Monday, August 23, 2010

a matter of semantics


I did not take this one, for the record...

In the past when people have asked me what's on Lucas's ear, I usually would tell them that it's a cochlear implant and that it helps him to hear. I also typically use the word help with children, because it makes the most sense to them.

I've been thinking about it lately, and I don't believe that the word help does the cochlear implant nor profound hearing loss much justice. The cochlear implant doesn't just help Lucas to hear, it allows him to hear. Without it, he hears nothing. Period. There's no helping involved. Helping is like being half-way done and someone lending you a hand. Hearing with a cochlear implant is like going from zero to 95 with the attachment of a magnet. It's pure allowance.
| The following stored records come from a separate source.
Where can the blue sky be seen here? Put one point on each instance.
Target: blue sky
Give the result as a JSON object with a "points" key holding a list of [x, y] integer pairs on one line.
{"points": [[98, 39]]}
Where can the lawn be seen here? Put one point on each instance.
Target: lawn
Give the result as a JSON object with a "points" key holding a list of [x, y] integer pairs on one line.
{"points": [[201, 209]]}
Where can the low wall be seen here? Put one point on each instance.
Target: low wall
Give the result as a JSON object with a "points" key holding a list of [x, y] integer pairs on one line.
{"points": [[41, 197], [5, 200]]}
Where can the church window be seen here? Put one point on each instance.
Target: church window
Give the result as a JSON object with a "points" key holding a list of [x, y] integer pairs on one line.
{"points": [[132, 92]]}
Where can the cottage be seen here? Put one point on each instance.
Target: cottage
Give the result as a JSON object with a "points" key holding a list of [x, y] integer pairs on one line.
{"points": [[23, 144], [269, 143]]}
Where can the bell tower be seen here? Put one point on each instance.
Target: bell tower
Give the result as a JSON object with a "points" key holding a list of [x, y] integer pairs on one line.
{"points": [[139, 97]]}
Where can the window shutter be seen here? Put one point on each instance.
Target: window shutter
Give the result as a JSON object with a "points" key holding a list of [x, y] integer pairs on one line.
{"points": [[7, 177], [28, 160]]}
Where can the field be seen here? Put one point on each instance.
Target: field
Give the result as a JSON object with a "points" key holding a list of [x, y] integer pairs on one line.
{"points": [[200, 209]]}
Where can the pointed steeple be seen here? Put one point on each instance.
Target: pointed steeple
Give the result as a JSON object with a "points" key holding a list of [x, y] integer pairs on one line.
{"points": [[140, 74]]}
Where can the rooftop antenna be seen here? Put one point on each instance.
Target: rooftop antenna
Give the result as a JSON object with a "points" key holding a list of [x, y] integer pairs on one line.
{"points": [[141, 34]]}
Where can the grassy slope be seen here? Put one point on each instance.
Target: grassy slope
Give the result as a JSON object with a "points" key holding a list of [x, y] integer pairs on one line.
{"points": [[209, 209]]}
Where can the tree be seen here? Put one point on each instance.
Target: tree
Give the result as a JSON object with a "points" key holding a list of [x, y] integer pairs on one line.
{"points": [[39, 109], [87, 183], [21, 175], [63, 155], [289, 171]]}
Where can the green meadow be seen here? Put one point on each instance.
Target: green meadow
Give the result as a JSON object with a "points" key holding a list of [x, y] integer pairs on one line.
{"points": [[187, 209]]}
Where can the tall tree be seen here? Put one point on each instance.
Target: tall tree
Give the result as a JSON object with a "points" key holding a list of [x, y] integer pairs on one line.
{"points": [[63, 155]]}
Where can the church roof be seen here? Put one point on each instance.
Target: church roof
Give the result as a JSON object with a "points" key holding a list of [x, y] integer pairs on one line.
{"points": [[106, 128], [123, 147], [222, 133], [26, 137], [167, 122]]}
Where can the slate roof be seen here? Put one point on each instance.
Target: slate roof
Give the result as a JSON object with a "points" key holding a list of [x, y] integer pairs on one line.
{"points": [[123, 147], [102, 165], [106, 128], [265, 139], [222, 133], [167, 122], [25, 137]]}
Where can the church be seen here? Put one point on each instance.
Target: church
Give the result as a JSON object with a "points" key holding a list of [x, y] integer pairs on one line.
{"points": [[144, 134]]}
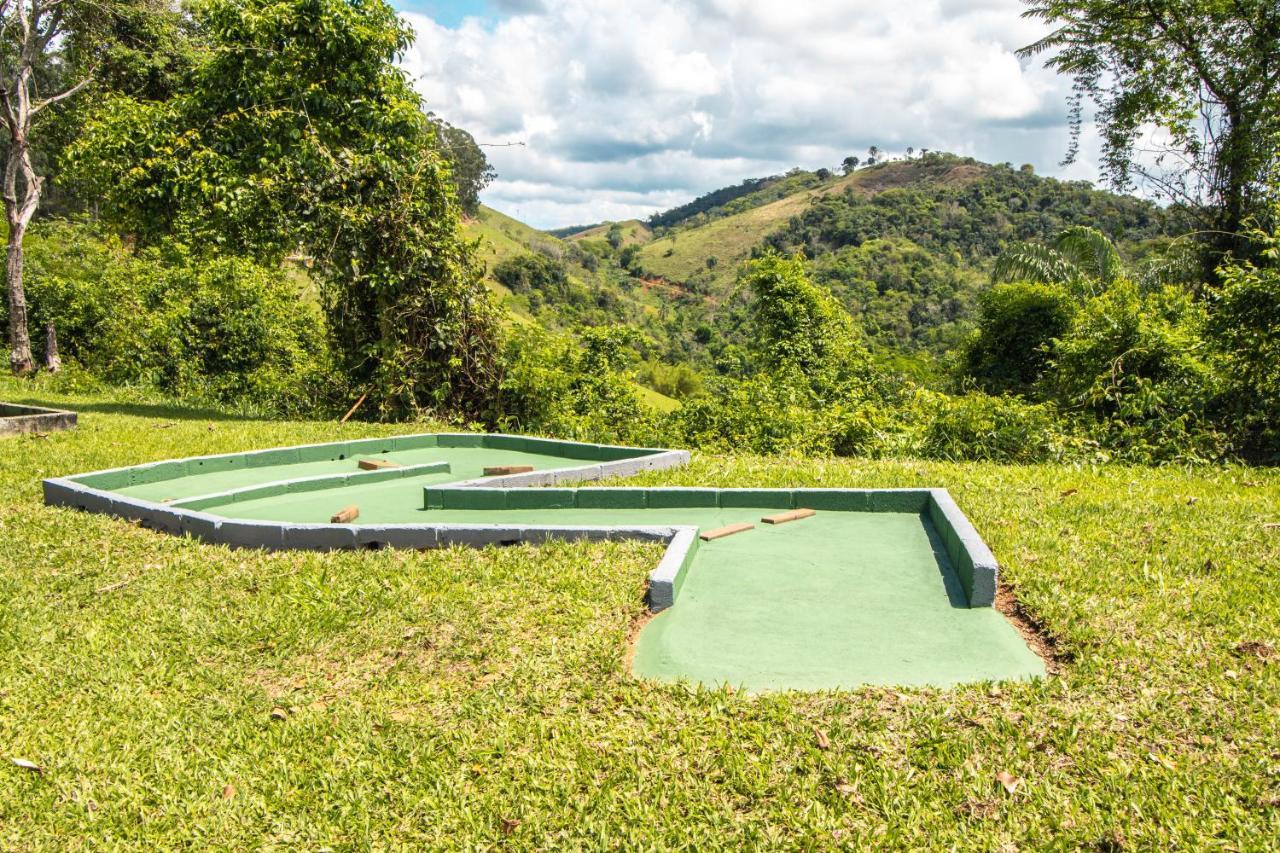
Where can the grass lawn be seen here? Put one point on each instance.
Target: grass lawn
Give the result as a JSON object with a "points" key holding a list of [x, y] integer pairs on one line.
{"points": [[182, 694]]}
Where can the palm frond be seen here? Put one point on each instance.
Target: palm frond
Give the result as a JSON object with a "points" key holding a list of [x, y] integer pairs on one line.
{"points": [[1092, 252], [1034, 263]]}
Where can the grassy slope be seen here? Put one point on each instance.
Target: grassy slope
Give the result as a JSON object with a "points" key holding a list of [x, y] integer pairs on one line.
{"points": [[502, 237], [472, 698], [731, 238], [632, 232]]}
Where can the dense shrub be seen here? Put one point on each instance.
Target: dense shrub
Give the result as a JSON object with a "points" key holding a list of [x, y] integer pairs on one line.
{"points": [[1244, 331], [571, 387], [1016, 327], [1138, 364], [981, 427], [777, 413], [220, 331]]}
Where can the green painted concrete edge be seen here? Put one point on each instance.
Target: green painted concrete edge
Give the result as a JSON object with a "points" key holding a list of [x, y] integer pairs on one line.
{"points": [[147, 473], [970, 557], [481, 497], [318, 483]]}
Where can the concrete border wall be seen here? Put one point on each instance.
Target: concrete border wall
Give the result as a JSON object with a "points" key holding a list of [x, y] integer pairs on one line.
{"points": [[970, 557], [19, 420]]}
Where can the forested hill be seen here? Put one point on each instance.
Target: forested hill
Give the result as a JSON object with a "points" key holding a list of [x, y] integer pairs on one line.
{"points": [[905, 245]]}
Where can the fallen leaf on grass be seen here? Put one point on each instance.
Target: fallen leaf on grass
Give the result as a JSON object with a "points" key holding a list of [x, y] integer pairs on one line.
{"points": [[981, 808], [1009, 781], [1256, 648]]}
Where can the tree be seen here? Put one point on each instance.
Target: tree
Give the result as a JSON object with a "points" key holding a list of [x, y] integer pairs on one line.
{"points": [[799, 324], [300, 129], [41, 42], [1016, 325], [471, 168], [1080, 258], [1206, 72]]}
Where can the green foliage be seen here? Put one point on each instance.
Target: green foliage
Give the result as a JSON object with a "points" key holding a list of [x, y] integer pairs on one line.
{"points": [[1139, 365], [983, 428], [780, 414], [1202, 71], [300, 128], [469, 167], [1016, 327], [1244, 329], [1082, 259], [799, 325], [676, 381], [574, 387], [526, 273], [218, 331]]}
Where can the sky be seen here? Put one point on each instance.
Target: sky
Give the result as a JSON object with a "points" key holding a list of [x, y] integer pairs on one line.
{"points": [[626, 108]]}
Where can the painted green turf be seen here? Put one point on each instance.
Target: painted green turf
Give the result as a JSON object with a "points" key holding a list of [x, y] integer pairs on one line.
{"points": [[836, 601], [466, 463]]}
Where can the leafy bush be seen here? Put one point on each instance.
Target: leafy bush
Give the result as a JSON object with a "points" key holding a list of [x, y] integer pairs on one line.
{"points": [[1246, 333], [1139, 365], [983, 428], [1016, 327], [220, 331], [574, 387]]}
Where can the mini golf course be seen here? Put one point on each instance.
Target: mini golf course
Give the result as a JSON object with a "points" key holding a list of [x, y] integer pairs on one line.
{"points": [[764, 589]]}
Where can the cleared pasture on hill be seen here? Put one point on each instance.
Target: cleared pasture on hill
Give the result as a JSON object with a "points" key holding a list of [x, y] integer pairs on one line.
{"points": [[181, 694]]}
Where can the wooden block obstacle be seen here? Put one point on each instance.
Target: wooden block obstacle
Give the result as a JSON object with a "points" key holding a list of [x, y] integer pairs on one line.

So, today when the cashier at the coffee shop told Lucas she liked the flashy thing on his ear, then proceeded to ask me what it is, I told her it's a cochlear implant, which allows him to hear. She then asked me if he can hear without it. Nope. Then she asked me if he was deaf from birth, and commented on how amazing technology is these days (INDEED). She thanked me for sharing (which was nice). Conversation over and mission accomplished.


I guess it was a matter of semantics.

5 comments:

Julia said...

Excellent advocacy! Yeah, my responses improve over time, too, as I get further along the journey and wrap my own head around what it all means. Then there's the tricky analogy of wearing glasses to correct vision -- people understand that, and so it's a handy reference when you're trying to explain about hearing technology. But it's inadequate and misleading, too.

leah said...

I like the word "allows" for the CI, since without it, there would be no hearing! Nolan's hearing aids "help" him hear (since he has some residual hearing without them and can hear us if we shout or if we're close enough). But in the case of profound hearing loss, the word "allows" gives a better idea of what that awesome technology does!

That picture is totally cute, by the way!

Melanie said...

Love it. I use the glasses analogy too when I talk to kids because they "get it" when I explain it that way. But I prefer to go on and on about how it works exactly to adults. :)

Erica said...

Interesting - Bob and I had this conversation last night. I will be adopting the allows. I had a 5 year old ask me Sunday "what are those on her?". I am amazed at that age group - they always seem to ask, and don't settle for a mickey mouse answer. I often wonder when the questions will start to be directed at Grace and not me.

susannah said...

this is a great post. i totally agree with julia-i feel like my responses are maturing and evolving! i will be using allows too!!